My post this morning on whether Bill Clinton could be elected vice president (and possibly succeed to the presidency) drew some reader comments, some agreeing with me, others disagreeing.
The most interesting disagreement came from a reader who pointed me to an article in National Review itself, on June 16, 1964, in which James Jackson Kilpatrick argued that former President Eisenhower could constitutionally be elected vice president on the Goldwater ticket. I’d never heard of this, but I’ve read Kilpatrick’s article now–and the support he elicited in later issues of NR from some GOP members of the Congress that wrote the 22nd Amendment–and I think the position is strongly argued but not, in the end, persuasive.
Kilpatrick reviews the peregrinations of constitutional language as the proposed 22nd Amendment made its way through the two houses of Congress in 1947. For him it is of paramount importance that early drafts of the amendment made a previous two-term president simply ineligible to be president, whereas the final language referred only to his ineligibility to be elected president, from which Kilpatrick (like Brian Gray) infers that non-electoral pathways to the presidency remained open. But by Kilpatrick’s own account, the debate in Congress never took up this question directly. As he notes, with the various drafts advanced, the debate was at pivotal moments all about the best language that would prevent a sitting second-term president from continuing in office. But stressing this proves too much, for the ultimate language barred any previous occupant of the presidency for two full terms (and possibly nearly two years more, if succeeding from the vice presidency), whether he was a current occupant or not.
From Kilpatrick’s no doubt accurate narrative, I would draw the conclusion that the final language’s reference to being “elected president” for a third term rather than simply becoming president was largely accidental. No one was thinking deliberately of leaving the door open to former two-term presidents to serve again by succession from the vice presidency. Was the door nonetheless left open? Kilpatrick hews to a highly literal reading of the letter of the 22nd Amendment and says it was. As I said this morning, I would revert to the amendment’s purpose and say it was not.

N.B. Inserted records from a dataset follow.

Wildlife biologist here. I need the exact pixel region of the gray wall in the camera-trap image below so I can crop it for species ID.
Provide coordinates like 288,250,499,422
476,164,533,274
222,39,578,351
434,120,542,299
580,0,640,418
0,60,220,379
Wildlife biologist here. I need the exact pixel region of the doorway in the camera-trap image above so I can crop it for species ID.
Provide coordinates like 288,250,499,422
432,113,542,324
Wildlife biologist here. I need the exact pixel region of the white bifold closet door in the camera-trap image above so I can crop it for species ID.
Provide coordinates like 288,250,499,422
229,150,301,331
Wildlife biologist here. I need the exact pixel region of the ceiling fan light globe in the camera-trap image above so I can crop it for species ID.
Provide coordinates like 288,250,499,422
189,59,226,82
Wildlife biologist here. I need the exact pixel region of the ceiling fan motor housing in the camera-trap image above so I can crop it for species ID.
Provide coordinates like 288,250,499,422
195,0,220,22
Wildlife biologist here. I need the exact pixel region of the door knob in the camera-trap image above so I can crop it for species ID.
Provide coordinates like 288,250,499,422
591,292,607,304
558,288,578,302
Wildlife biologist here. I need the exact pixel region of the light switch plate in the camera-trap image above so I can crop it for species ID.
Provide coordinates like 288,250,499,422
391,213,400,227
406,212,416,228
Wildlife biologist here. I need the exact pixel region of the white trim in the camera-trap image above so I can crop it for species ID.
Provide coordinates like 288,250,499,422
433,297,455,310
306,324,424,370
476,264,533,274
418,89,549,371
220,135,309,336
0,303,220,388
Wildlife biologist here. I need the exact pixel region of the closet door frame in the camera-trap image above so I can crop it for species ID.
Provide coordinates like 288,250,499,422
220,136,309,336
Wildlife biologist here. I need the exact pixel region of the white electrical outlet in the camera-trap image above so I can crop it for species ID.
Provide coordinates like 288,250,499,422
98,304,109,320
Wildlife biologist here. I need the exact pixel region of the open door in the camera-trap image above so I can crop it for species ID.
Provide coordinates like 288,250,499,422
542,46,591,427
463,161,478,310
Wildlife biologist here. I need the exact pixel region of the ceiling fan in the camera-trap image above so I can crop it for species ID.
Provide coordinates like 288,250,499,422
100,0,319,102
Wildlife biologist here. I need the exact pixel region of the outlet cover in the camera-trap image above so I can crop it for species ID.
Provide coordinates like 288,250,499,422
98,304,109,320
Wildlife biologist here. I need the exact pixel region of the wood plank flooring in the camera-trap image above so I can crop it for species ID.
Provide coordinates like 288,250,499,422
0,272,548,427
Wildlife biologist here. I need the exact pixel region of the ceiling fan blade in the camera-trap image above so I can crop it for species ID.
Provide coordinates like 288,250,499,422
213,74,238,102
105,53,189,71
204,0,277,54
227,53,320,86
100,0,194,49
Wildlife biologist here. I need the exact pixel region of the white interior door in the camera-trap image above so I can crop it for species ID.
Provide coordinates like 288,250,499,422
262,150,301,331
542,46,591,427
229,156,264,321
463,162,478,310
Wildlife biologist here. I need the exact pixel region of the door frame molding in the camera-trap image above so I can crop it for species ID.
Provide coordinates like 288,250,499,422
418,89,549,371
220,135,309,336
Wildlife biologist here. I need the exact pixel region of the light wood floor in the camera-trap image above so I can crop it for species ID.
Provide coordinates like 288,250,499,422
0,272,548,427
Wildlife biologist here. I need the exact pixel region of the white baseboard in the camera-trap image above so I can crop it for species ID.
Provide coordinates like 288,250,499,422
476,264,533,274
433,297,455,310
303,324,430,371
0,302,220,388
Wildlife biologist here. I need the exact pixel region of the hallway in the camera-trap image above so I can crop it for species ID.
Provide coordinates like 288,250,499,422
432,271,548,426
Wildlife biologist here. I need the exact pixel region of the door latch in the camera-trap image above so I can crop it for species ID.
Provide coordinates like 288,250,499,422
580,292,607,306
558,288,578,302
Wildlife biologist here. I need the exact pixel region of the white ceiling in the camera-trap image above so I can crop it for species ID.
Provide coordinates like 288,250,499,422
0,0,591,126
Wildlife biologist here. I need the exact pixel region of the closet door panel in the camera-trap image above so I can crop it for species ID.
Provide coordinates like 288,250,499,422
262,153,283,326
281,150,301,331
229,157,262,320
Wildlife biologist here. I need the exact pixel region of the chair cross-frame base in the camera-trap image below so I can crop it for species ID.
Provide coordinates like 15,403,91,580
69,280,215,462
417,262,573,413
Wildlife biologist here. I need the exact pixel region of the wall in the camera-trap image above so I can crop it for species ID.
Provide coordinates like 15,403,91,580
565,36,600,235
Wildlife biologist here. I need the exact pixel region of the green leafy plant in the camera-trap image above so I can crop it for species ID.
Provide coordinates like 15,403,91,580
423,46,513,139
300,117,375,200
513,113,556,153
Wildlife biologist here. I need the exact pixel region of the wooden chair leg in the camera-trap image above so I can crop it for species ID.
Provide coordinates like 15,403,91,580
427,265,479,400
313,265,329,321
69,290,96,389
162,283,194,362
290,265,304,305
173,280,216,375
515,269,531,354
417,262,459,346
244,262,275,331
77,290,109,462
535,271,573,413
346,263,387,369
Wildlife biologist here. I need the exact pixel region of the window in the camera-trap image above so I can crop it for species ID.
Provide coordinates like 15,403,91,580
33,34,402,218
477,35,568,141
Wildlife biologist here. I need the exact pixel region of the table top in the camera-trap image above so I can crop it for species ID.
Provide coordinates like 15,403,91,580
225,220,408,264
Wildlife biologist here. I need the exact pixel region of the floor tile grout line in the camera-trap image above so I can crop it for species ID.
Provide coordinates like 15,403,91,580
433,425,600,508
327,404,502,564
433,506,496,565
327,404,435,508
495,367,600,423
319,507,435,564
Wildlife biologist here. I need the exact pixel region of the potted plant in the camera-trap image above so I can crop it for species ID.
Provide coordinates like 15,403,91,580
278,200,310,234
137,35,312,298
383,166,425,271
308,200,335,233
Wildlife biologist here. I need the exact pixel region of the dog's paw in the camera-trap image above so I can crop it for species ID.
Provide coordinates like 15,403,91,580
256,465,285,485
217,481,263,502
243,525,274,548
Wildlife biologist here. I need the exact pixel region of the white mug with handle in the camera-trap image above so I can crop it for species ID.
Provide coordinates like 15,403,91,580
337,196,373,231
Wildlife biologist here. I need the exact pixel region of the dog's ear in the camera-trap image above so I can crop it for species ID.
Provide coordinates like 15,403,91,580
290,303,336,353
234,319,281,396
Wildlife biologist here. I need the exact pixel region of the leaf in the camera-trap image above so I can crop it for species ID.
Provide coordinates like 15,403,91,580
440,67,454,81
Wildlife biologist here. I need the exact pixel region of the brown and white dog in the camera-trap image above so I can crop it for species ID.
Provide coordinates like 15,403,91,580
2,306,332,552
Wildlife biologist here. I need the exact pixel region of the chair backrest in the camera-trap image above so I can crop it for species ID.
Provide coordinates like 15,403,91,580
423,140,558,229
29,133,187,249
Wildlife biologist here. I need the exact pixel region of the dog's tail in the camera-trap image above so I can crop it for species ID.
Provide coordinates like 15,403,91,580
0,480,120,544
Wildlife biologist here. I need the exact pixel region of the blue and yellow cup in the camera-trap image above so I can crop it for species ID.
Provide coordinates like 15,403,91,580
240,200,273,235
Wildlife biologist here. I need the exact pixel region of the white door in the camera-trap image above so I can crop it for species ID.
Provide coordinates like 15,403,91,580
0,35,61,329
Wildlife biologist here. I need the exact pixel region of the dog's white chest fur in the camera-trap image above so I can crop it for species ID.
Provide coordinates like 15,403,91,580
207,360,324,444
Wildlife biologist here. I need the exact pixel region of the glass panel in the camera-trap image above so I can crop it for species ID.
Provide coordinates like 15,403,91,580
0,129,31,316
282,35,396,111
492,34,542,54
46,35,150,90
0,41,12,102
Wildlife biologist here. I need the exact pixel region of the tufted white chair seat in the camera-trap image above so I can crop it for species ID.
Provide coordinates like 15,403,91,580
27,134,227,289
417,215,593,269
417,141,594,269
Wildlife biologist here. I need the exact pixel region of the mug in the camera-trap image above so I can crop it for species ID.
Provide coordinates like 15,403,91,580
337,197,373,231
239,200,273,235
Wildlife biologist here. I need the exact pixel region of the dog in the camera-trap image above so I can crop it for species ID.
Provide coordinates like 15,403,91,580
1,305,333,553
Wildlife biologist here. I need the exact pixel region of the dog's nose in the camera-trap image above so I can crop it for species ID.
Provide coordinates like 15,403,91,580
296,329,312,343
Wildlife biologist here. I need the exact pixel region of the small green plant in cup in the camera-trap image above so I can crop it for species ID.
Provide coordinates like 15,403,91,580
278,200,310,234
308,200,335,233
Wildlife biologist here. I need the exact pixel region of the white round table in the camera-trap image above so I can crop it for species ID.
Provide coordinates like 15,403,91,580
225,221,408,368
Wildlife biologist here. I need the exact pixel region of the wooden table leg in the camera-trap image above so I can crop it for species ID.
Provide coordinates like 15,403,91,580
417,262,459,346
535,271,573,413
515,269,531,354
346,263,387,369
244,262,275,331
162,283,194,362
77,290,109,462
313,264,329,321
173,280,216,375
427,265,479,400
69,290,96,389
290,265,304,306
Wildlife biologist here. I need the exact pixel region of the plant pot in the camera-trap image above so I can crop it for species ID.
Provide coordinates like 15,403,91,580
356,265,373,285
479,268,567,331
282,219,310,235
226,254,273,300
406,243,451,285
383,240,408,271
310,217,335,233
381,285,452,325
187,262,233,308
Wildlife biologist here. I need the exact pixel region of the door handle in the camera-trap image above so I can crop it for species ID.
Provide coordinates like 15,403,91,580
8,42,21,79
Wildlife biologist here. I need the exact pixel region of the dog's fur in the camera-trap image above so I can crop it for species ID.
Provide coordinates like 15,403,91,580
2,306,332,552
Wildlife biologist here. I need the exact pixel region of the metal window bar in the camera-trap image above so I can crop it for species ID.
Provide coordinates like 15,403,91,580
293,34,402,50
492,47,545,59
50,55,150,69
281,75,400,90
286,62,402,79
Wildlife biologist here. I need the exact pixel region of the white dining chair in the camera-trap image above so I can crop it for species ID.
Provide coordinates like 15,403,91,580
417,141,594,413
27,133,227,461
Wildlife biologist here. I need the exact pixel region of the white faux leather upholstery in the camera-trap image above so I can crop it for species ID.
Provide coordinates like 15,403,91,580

No matter what was said in Congress, what did the ratifying state legislatures–and behind them both, the American people in whose name they acted–think they were doing? They plainly thought they were telling any president who had served his two terms (or 6 to 10 years if he had succeeded from the No. 2 slot himself) that he was through. Done. Finished. Being. President. For keeps. No encores.
In light of this purpose–and the related language of the 12th Amendment–any member of the electoral college must ask himself, “Could I constitutionally vote for this person for president?” If the answer is no, he is duty-bound not to vote for him for vice president either.
In a maneuver too clever by half, Kilpatrick, and some of my correspondents today, suggest that their view is strengthened by the eligibility of an Eisenhower in 1964 or a Clinton in 2008 to become Speaker of the House, and to succeed to the presidency from that office should enough dominoes fall (so to speak). I’ll set to one side the very real doubts that might be raised about the statutory place of the Speaker in the line of succession–just substitute any of the Cabinet officers undoubtedly in line and the argument would be the same. This is a more difficult question than “could Ike or Clinton be elected vice president and thence succeed?” It is not touched at all directly by the text of either the 12th or the 22nd Amendment. Of course a former two-term president could be, say, secretary of state (and Bill Clinton would probably love it). But if I am right about the purposive meaning of the constitutional provisions on eligibility to the presidency, he would be just as much barred as was the immigrant Henry Kissinger, explicitly ineligible under Article II.
A final word. Brian Gray’s argument today, and that of J.J. Kilpatrick four decades ago, are exceedingly lawyerly. And I don’t mean that in a good way. There is almost no chance that questions like these would ever come before the Supreme Court, and they shouldn’t, even if events move to make such a case possible. These are questions for the people of the United States. They know what they meant to do in limiting presidential terms. And even those of us (like me) who think such term limits a bad idea would not stand for any finagling that puts a former president who has grasped the brass ring twice within reach of another ride on that carousel.